The European Commission has been looking into the situation in Poland. It is mainly concerned about developments affecting the country's constitutional tribunal. Three judges who were nominated for the tribunal by the previous Polish parliament are prevented from taking office. Some of the tribunal's decisions have not been published by Poland's official journal, while the new law on the constitutional tribunal adopted in July raises concerns about how the tribunal will be able to function effectively.
Slovakian State Secretary for European Affairs Ivan Korčok, speaking on behalf of the Slovak Council presidency, talked about the importance of fundamental rights: "Both the independence of tribunals and freedom and pluralism of media are indispensable elements in ensuring the rule of law in a democratic society."

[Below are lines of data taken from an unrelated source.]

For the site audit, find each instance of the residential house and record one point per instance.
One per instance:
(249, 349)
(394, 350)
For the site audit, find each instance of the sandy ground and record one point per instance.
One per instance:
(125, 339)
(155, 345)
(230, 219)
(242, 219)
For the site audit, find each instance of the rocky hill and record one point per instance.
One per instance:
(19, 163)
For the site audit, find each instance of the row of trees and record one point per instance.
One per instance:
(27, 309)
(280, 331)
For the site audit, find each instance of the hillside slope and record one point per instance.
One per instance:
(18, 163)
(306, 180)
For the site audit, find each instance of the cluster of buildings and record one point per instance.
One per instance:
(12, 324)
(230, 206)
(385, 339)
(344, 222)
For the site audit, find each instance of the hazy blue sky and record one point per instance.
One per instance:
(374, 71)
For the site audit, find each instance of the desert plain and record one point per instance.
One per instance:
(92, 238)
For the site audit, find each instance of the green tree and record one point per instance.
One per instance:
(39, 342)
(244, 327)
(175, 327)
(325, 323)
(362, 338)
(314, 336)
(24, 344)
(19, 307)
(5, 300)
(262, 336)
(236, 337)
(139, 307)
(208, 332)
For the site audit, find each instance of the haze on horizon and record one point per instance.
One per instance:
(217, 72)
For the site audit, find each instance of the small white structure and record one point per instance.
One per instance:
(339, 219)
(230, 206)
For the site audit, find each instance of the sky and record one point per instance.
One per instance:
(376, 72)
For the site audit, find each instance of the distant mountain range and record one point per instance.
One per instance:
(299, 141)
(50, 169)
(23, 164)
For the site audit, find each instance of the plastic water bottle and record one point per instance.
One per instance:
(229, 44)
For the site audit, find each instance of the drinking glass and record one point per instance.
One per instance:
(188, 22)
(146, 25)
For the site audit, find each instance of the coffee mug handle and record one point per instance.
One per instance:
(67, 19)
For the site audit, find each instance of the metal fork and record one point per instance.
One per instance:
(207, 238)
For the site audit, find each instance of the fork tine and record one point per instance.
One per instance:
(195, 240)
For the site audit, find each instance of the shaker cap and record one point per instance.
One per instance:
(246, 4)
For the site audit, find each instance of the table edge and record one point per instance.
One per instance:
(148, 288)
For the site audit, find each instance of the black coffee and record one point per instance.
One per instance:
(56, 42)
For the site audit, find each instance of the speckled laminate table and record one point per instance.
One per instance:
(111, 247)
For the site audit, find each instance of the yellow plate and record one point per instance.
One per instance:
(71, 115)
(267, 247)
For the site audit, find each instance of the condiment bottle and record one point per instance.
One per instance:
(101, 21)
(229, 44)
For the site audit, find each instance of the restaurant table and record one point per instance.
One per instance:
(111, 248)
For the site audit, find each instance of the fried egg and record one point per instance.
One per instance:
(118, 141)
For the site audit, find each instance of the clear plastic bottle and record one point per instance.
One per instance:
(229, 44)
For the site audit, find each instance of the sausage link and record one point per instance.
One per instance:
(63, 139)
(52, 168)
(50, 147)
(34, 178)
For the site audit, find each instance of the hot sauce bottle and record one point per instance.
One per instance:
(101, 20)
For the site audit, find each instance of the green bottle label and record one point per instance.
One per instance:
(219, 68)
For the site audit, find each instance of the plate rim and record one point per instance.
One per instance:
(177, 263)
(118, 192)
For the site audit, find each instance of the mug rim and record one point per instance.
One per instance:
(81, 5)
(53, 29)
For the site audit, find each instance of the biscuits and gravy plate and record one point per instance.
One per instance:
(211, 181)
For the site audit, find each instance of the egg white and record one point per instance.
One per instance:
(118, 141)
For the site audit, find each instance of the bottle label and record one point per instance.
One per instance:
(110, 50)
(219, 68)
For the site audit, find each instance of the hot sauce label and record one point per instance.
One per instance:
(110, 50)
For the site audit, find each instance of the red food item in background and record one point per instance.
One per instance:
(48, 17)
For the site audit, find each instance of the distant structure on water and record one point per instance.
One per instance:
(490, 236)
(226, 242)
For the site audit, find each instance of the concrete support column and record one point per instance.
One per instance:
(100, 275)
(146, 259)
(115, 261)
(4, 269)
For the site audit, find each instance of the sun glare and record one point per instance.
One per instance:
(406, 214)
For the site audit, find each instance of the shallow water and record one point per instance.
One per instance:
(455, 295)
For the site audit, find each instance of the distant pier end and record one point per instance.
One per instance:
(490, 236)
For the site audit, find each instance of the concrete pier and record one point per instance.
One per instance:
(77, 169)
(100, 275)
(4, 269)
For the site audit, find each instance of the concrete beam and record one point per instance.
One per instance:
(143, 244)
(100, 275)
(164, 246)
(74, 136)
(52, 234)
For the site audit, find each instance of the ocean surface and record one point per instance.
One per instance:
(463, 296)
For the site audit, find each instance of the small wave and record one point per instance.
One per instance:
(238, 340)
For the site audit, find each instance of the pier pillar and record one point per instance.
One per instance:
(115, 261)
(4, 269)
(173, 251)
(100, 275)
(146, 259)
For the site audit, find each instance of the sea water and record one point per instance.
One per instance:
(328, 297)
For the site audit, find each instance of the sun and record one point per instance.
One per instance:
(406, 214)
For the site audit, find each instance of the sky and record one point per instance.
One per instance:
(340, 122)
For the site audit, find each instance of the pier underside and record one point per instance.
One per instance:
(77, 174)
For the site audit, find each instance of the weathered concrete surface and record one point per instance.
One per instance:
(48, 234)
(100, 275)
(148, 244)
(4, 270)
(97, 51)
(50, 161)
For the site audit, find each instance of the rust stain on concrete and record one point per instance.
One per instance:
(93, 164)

Commission Vice-President Frans Timmermans discussed the crisis with the Polish Constitutional Tribunal: its composition, the need to ensure all of its decisions are published automatically and the importance of it being to function effectively. "At the moment the dispute remains unresolved," he said, adding that the Commission was ready to continue the dialogue with the Polish authorities.
“Leave Poland alone. The whole debate is a brutal attack on my fatherland," said Polish EFDD member Robert Iwaszkiewicz.. “It is not Poland which is the problem for Europe, rather the disastrous policies of the European elites with Merkel and Hollande."